Defaulting on a loan or credit card is serious business. If you fail to make payments on your debts, you may be contacted by a collection agency and even taken to court.
Consequences of Default
Here are some other consequences of defaulting on a loan or credit agreement.
In addition to the amount you owe, you will probably also have to pay collection fees to the collection agency that handles your case.
Depending on what kind of loan you have, if you default, your lender can accelerate the terms of your loan, which means that the entire amount can be made due by the next scheduled payment.
Increased interest rates
You also run the risk of having your interest rates increased, not only for the loan or line of credit on which you have defaulted, but for other credit cards and loans as well.
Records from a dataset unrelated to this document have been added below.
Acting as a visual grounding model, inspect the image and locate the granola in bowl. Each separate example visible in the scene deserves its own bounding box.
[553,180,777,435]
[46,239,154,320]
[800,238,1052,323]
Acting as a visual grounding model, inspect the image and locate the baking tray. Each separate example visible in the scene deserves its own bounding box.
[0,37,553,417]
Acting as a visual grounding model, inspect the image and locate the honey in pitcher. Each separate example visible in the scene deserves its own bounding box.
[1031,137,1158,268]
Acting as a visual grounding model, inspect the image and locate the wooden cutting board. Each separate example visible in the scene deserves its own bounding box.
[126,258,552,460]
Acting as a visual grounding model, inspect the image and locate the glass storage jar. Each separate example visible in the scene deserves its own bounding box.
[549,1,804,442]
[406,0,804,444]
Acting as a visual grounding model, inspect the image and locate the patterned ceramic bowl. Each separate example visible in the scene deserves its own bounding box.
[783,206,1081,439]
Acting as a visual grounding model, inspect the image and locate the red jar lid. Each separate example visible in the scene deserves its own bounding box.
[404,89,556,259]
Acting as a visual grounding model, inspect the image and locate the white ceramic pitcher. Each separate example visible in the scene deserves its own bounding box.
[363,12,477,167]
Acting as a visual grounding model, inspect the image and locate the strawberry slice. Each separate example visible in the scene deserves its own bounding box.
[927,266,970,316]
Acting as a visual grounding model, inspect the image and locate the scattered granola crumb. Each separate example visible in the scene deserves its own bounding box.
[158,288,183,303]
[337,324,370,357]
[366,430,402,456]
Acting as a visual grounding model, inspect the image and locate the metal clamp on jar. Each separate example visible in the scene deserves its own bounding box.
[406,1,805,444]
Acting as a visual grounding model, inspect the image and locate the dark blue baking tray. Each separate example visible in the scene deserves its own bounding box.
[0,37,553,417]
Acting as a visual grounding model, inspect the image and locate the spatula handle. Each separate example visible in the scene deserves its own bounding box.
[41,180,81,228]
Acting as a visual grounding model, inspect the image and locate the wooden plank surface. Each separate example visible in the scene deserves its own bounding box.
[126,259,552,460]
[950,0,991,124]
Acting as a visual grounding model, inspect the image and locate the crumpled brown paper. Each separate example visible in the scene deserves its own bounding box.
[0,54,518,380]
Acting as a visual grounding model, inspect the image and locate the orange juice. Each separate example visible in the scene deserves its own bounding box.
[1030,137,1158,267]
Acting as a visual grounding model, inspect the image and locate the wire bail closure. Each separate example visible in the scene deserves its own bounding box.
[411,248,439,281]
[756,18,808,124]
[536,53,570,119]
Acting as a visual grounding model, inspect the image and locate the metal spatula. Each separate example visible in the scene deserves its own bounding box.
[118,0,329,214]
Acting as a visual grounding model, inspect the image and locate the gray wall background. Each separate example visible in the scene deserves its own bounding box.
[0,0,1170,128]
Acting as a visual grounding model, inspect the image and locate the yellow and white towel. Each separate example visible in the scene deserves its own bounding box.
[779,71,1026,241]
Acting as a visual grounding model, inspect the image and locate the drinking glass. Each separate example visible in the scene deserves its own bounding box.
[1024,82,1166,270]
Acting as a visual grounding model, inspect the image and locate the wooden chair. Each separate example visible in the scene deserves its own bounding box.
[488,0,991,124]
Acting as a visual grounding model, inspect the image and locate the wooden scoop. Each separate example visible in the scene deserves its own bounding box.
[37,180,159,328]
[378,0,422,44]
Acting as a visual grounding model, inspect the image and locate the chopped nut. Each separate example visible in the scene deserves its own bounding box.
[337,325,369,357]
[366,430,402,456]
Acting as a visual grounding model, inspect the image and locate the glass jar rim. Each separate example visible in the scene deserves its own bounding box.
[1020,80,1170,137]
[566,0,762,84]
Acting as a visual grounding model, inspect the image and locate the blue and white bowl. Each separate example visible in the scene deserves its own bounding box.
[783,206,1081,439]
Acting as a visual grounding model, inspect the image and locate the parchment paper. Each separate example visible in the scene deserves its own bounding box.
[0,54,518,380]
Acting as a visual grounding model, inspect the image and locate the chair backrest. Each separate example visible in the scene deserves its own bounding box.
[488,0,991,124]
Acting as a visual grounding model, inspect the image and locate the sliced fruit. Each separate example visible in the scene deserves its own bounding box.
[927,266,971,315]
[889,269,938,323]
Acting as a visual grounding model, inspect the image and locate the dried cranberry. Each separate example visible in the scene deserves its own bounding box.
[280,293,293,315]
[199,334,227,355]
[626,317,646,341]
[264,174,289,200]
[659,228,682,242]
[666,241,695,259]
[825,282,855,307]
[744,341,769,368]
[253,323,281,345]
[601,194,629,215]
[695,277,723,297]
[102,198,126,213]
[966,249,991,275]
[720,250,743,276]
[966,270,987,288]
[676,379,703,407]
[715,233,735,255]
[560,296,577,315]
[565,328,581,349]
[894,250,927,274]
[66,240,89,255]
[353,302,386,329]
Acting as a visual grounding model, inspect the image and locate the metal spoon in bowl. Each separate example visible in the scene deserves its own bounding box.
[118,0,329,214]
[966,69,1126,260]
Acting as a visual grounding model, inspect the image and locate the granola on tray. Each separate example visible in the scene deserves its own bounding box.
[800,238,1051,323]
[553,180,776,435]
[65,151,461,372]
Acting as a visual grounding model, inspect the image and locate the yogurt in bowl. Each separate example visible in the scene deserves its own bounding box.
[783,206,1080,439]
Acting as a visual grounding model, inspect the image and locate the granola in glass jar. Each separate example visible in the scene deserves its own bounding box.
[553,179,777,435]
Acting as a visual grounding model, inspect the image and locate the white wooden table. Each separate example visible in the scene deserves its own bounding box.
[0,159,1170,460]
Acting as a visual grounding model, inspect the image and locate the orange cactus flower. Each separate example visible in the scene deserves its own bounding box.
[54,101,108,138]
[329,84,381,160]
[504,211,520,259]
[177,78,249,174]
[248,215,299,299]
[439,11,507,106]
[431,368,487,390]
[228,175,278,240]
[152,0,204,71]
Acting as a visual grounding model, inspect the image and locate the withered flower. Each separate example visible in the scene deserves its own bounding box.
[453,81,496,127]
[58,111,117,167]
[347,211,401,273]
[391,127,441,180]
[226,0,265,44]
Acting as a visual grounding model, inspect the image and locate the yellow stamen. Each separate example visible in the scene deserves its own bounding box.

Lenders use increased interest rates to offset the risk of lending to you. By defaulting, you prove that you indeed run the risk of not repaying your debts, so your interest rates can be raised.
Lowered credit score
Defaulting on a loan can seriously affect your credit report and your credit score, so it can be quite difficult to get other loans or lines of credit. This can be especially hard to face if you are planning on getting student loans for your children to go to college, or if you wanted to buy a house or a car. Lenders use your credit report and credit score as a general indicator of creditworthiness, so if you default on one loan or credit card, they might think that you will also fail to repay them, which can cost them a great deal of money.
In order to repay your debt, the government may be able to keep a portion of your income. This can make your budgeting especially tight because you will have even less money for the things you want and need.
You can avoid defaulting on a loan or a credit agreement by educating yourself and knowing how much you can afford. For instance, to avoid defaulting on a mortgage, know what the different types of mortgage products mean for your finances. That way, you won’t be tempted by offers for low monthly payments that drastically increase after five or ten years. Also make a commitment to yourself to only charge what you can afford to repay. Always pay on time and if you have pre-existing debt, at the very least, make your minimum payment.
If you are coming dangerously close to defaulting, talk to your lender or credit card company. You might be able to arrange a different repayment plan, consolidate your debt or arrange for deferment. You can also look into credit counseling so that you can make a plan that you can manage without defaulting.